Additionally, the :submit_comment mutation is configured as a trigger on the :comment_added subscription field, so the trigger function is called. That function returns "absinthe-graphql/absinthe" because that's the repository name for the comment, and now Absinthe knows it needs to get all subscriptions on the :comment_added field that have the "absinthe-graphql/absinthe" topic, so client A gets back:

{"data":{"commentAdded":{"content":"Great library!"}}}

If you want to publish to this subscription manually (not using triggers in the schema) you can do:

Absinthe.Subscription.publish(MyAppWeb.Endpoint, comment, comment_added: "absinthe-graphql/absinthe")

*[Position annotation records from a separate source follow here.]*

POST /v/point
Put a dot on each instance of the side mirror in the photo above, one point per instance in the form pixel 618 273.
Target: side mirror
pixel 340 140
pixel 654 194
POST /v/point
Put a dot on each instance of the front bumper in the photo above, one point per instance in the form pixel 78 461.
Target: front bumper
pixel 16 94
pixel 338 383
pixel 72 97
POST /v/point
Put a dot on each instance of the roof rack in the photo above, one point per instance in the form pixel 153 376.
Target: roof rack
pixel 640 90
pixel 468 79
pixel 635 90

If you want to subscribe to mutations from within your application, you can do:

{:ok, %{"subscribed" => topic}} = Absinthe.run(subscription_query, MyAppWeb.Schema, context: %{pubsub: MyAppWeb.Endpoint})
MyAppWeb.Endpoint.subscribe(topic)

De-duplicating Updates

By default, Absinthe will resolve each outgoing publish once per individual subscription. This ensures:

  • Different GraphQL documents each receive the different fields they requested
  • User-specific updates are sent out, in case context contains user-specific data

To improve the scale at which your subscriptions operate, you may tell Absinthe when it is safe to de-duplicate updates. Simply return a context_id from your field's config function:

subscription do
  field :news_article_published, :article do
    config fn _, _ ->
      {:ok, topic: "*", context_id: "global"}
    end
  end
end

Here we return a constant ("global") because our :article type doesn't contain any user-specific fields on it.

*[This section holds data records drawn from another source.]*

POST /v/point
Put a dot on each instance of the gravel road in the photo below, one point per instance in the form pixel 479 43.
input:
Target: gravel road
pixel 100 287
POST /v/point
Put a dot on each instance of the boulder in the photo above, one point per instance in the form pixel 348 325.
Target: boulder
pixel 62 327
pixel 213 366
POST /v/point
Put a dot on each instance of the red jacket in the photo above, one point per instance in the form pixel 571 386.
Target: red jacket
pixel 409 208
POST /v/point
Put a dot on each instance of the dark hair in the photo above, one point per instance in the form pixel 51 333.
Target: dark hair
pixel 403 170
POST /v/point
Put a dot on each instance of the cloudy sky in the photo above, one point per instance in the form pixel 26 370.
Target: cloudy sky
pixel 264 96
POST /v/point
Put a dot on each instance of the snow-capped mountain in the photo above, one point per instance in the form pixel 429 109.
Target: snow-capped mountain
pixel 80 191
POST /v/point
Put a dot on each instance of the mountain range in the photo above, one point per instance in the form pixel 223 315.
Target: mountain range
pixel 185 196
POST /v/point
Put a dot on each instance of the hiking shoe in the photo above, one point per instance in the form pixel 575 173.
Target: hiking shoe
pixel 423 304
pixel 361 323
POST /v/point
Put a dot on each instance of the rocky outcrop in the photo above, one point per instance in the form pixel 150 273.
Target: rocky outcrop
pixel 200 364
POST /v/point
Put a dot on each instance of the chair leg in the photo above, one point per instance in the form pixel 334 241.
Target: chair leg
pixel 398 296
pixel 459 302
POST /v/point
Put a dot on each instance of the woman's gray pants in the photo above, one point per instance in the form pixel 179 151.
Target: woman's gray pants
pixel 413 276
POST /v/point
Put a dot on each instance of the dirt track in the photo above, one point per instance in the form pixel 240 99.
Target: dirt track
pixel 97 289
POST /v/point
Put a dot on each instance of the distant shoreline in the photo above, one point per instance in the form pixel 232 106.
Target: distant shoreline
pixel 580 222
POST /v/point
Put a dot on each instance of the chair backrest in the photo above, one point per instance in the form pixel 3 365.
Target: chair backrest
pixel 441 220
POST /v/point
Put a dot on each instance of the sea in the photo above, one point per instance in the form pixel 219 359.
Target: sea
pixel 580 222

Given these three active subscriptions:

# user 1
subscription {
  newsArticlePublished { content }
}

# user 2
subscription {
  newsArticlePublished { content author }
}

# user 3
subscription {
  newsArticlePublished { content }
}

Since we provided a context_id, Absinthe will only run two documents per publish to this field:

  1. Once for user 1 and user 3 because they have the same context ID ("global") and sent the same document.
  2. Once for user 2. While user 2 has the same context ID ("global"), they provided a different document, so it cannot be de-duplicated with the other two.